Before he left Lakeland for his home in Nashville, though, Tigers hitting coach Joe Vavra pulled him aside.

“I just told him, ‘There are a few mechanical adjustments I’d like to see you make,’” Vavra said. “I’ve had relationships with players in the past who had similar batting mechanics and I thought there were a few simple changes he could make that could pay big dividends.

“And for the most part, he’s made some nice mechanical adjustments.”

Perhaps so. Stewart matched his Grapefruit League hit total in four at-bats Thursday, including a majestic, three-run home run deep into the seats in right field off reliever David McKay, leading Team Maybin to a 7-2 win over Team Miggy.

“He is a talented young man that’s going to have to figure it out and hopefully this is the start of a big career for him,” manager Ron Gardenhire said. “He can really hit and he doesn’t have to do too much defensively, just make the plays he’s supposed to make and get the ball to the cutoff man.

“The expectations are that this guy should be able to put the ball in the seats.”

Stewart hit 98 home runs over five minor-league seasons. But in his first full season with the Tigers (104 games) he hit 10 in 416 plate appearances with 103 strikeouts. That lack of production, coupled with his deficiencies on defense (range and arm strength), put Stewart very much on the bubble when the shutdown came.

“We talked about how he needed to get his footwork better in the outfield and really work on getting throws to the cutoff man, and he’s done some nice work,” Gardenhire said. “Now are we going to see the potential at the plate? The ball is in his court. It’s time for him to take off.

“He could be a very valuable piece for us, left-handed power guy.”

Vavra’s basic message to Stewart was to be less rigid at the plate, more athletic and trust your instincts.

“It just calmed him down,” Vavra said. “So he’s not so shouldery (in his swing), not pulling off the ball. His batting practices have been good. When he does start hooking a few balls, he’s learned how to stay inside it.”

Stewart used the break to clear his head. And once things opened up in Nashville, he was working out at a facility and taking live batting practice against the likes of big-leaguers Sonny Gray and Lance Lynn.

“During the break I was working on different things,” he said. “Just in my set-up, I started being more relaxed, not as stiff. That helped me stay through the ball better … Really just small adjustments, nothing major.

“At this point, my swing is my swing and I’m pretty comfortable how it feels right now. But half the battle is mental. I really try not to think about (mechanics) and just let my instincts take over.”

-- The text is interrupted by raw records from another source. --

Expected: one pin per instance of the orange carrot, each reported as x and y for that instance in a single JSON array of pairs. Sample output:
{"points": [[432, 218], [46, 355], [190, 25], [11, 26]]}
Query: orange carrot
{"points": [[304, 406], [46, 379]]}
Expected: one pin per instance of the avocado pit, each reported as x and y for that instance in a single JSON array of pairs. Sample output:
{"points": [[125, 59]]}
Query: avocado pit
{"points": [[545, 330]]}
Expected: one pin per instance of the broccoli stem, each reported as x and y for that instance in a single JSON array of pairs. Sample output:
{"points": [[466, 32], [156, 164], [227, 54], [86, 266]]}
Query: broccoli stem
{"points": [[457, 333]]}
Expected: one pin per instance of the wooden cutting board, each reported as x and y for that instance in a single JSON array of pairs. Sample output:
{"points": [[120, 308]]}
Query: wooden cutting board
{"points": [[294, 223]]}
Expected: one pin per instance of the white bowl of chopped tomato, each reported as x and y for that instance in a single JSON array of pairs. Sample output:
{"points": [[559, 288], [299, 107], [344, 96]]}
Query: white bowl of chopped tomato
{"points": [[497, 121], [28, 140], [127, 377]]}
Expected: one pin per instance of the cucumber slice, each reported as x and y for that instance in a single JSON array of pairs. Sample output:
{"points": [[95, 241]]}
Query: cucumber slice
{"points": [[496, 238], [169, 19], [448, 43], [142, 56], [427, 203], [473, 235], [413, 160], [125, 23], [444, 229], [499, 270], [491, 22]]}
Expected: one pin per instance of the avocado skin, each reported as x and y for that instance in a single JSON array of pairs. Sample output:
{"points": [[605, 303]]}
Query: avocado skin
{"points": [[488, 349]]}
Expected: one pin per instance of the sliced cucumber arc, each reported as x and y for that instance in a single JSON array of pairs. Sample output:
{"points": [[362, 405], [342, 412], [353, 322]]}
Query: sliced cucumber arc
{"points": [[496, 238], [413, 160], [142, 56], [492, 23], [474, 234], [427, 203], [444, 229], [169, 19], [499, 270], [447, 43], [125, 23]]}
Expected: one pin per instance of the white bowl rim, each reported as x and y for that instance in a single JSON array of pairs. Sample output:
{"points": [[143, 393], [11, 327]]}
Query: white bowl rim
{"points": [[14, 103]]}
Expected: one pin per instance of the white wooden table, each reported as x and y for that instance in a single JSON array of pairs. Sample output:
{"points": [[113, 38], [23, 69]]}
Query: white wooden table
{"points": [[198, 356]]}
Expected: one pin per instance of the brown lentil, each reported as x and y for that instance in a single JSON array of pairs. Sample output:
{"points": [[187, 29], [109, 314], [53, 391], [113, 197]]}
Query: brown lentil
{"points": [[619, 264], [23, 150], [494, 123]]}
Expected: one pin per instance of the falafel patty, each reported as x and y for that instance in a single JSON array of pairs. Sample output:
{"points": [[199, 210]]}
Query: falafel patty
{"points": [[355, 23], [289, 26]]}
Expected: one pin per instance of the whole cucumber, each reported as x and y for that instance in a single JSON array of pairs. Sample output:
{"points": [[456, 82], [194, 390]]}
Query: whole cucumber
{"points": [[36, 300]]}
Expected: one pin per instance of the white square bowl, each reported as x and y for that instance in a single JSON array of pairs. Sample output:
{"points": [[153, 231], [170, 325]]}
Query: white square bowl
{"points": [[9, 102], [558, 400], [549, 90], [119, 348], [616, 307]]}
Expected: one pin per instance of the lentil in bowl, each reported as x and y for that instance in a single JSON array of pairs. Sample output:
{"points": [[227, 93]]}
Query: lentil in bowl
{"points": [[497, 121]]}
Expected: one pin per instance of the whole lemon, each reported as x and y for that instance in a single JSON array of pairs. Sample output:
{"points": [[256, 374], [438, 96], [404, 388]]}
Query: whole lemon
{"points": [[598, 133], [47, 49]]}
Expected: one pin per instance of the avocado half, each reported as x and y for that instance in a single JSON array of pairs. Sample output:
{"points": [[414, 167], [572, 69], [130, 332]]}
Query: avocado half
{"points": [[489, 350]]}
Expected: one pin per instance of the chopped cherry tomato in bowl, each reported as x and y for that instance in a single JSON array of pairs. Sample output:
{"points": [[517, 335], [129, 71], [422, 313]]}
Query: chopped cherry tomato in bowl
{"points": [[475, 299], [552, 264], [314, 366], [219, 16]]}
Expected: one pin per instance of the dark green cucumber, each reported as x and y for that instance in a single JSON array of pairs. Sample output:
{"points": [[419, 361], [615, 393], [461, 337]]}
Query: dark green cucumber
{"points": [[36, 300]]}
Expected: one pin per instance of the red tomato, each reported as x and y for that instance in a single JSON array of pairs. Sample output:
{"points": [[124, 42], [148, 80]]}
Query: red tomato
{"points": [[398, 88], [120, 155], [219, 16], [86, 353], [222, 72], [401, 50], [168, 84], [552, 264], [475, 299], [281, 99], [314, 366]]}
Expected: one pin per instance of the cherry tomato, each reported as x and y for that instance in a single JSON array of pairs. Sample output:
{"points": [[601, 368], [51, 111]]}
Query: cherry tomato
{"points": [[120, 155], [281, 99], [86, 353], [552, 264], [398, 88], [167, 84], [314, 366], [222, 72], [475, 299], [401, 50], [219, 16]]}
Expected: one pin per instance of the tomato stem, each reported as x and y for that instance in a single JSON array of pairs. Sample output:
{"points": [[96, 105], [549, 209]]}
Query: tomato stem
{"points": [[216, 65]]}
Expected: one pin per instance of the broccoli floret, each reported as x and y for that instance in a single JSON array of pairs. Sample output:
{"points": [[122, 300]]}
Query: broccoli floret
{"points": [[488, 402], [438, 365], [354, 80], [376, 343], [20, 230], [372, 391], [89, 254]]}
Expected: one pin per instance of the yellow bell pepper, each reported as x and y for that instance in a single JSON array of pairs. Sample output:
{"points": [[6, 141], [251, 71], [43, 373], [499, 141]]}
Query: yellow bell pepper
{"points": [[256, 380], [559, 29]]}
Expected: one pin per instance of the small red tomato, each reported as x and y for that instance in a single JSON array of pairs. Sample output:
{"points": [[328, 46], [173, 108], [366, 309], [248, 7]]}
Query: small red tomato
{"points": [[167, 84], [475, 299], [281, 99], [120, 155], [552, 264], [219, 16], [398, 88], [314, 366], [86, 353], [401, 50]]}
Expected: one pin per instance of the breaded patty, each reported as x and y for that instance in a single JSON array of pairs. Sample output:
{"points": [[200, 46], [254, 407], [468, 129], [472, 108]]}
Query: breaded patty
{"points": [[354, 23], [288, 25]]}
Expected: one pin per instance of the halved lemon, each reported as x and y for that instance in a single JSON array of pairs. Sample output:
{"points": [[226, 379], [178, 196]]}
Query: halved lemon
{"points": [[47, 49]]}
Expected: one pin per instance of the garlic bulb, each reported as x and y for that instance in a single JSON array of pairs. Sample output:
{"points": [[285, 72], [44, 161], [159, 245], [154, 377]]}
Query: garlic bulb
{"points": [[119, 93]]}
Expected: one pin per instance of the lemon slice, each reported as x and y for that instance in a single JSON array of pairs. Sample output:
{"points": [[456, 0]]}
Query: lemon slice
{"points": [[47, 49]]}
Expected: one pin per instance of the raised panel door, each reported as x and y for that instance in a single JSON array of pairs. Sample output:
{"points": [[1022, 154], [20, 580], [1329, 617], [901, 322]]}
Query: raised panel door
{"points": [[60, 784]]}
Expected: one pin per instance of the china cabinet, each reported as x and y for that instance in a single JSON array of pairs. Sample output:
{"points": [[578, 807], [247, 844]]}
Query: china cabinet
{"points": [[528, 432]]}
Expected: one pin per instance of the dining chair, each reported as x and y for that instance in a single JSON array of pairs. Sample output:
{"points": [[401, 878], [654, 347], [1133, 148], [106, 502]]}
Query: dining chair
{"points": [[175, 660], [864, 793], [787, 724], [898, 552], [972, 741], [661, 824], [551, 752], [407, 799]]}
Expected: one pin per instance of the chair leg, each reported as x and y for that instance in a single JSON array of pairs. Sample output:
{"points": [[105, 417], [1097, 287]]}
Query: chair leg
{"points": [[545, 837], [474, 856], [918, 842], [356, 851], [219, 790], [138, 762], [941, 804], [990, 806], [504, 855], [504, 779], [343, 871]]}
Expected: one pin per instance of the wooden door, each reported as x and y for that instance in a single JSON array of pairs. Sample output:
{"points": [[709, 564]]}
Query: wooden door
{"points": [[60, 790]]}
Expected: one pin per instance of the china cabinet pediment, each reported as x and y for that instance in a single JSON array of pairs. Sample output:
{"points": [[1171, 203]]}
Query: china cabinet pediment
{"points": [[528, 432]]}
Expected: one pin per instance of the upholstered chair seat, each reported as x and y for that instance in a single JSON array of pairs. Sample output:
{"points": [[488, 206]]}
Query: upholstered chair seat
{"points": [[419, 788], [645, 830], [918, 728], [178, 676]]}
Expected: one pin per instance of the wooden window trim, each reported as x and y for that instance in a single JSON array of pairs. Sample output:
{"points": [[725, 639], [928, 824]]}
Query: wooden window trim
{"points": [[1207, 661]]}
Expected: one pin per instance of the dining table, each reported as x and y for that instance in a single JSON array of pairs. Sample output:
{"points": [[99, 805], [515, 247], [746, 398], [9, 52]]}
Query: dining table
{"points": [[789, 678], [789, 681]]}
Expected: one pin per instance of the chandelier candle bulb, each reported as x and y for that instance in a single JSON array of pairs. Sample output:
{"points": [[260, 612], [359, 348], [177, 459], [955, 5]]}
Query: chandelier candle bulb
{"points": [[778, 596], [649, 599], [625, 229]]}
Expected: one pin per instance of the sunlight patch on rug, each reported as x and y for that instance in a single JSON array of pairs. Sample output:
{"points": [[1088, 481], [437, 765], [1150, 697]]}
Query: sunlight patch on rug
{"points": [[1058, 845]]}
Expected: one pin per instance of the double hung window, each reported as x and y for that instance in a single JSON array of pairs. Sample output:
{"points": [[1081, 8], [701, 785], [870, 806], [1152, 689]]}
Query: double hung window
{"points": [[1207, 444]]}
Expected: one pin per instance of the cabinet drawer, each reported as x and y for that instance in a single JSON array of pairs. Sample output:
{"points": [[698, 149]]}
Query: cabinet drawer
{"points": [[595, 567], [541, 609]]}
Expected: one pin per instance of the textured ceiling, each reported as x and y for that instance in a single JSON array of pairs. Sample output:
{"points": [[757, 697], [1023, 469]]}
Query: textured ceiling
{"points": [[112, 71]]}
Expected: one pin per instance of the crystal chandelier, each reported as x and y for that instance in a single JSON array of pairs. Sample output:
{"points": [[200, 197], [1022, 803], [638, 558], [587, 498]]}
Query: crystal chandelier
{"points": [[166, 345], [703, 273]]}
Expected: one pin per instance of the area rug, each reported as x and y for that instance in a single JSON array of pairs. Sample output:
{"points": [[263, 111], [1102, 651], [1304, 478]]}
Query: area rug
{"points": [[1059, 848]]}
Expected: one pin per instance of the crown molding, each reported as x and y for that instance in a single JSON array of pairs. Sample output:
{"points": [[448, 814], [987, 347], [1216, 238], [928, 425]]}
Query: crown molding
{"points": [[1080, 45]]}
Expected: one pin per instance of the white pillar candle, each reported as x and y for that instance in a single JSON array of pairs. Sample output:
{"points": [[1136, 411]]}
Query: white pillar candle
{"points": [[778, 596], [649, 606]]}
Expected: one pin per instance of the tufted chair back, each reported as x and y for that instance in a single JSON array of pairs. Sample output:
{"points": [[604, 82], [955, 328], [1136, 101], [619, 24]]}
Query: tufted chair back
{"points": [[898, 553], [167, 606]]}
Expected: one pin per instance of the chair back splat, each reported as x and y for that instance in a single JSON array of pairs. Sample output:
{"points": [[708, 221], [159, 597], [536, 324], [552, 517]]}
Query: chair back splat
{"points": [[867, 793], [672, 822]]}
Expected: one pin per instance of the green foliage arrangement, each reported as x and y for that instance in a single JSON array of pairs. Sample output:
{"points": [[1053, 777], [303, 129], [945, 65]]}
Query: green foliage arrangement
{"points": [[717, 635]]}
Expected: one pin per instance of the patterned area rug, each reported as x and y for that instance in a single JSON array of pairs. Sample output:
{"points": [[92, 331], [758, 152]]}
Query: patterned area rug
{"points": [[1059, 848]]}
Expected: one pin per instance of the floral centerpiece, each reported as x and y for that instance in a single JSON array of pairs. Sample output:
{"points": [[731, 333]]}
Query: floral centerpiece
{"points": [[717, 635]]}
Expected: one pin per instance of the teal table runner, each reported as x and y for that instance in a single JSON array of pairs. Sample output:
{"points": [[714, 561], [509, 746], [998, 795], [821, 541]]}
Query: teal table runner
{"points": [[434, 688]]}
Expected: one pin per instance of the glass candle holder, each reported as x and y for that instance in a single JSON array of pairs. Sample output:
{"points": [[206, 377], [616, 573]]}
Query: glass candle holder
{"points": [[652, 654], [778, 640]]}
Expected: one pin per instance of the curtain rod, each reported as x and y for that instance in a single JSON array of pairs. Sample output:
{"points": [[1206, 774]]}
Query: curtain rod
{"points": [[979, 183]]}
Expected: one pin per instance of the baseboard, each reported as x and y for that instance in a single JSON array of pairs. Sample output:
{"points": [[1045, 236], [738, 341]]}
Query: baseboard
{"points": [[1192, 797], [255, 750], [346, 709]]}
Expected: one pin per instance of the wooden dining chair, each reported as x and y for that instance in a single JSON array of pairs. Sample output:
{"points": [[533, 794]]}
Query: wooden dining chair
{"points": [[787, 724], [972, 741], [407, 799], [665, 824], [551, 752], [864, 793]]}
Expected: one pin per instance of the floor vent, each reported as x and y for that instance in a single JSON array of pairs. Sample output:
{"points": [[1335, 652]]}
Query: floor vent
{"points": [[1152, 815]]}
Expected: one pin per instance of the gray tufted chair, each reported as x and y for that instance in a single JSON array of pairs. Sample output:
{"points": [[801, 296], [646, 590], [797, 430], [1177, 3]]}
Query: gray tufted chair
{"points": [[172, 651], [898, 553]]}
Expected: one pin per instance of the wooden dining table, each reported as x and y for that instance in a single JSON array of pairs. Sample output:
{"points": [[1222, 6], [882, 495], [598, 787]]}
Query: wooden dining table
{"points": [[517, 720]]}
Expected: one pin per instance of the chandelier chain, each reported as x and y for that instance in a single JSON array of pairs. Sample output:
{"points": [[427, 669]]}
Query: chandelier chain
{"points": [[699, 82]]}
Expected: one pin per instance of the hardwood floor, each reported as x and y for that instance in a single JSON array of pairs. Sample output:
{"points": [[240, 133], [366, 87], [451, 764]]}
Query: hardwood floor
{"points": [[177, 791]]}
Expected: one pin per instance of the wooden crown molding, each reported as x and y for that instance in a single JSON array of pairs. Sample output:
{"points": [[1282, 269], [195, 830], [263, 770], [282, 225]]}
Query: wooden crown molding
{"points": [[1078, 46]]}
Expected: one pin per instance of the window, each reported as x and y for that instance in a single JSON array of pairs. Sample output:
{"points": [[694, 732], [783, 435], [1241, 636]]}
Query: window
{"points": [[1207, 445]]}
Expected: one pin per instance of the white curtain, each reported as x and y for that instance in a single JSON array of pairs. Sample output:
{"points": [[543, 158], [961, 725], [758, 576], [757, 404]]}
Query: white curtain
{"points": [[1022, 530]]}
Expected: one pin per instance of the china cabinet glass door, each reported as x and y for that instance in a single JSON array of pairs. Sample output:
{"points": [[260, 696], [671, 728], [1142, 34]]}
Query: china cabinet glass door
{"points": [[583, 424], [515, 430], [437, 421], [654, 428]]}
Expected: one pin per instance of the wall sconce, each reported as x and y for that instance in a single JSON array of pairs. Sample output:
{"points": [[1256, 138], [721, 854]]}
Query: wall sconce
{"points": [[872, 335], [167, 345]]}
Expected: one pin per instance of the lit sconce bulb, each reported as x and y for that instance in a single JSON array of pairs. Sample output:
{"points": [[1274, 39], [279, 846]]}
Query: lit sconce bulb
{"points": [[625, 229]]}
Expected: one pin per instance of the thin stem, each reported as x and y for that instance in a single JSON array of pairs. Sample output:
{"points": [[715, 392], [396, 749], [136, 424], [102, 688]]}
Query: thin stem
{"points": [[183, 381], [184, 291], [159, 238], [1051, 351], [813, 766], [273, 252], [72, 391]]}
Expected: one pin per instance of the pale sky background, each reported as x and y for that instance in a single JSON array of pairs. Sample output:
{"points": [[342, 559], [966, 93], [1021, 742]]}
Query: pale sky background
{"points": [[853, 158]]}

Three of his hits Thursday were into an extremely shifted defense (essentially three outfielders on the right side of the field), which he likely will face from every team all season. And two of the hits were against Tigers ace lefty Matthew Boyd.

“I’m just trying to hit the ball where it’s thrown,” he said. “Know your situations and what you are trying to do. It is possible for me to pull an outside pitch. I’m not worried about that. It’s just knowing the situation and trying to hit the ball hard.

“Not thinking about where you hit, just trying have hard contact every at-bat.”

He’s also worked extremely hard on his fitness. By committing to a regimen of agility drills and plyometrics, he’s leaner and more flexible than he was last season. It showed Thursday when he stretched a routine single to right into a double.

“He’s been moving a little better in the outfield, too,” Gardenhire said. “Obviously he came in here knowing this is a big one for him. He needs to get going here and start producing. He looks great, moving better and he’s got his swing going.

“That’s how you make an impression.”

Stewart isn’t accepting any outside pressure. He isn’t coming to the park every day looking over his shoulder thinking somebody is about to take his spot. A player who has known nothing but success until last season, that’s not how he’s wired.

“I know I belong,” he said. “I know my abilities. I know my strengths and I know what I can do. At the end of the day, all you can control is your actions and effort. I’m just giving it everything I got. I just have a hunger every time I am out there to do the best I can.

“I’m really focused and excited about this year.”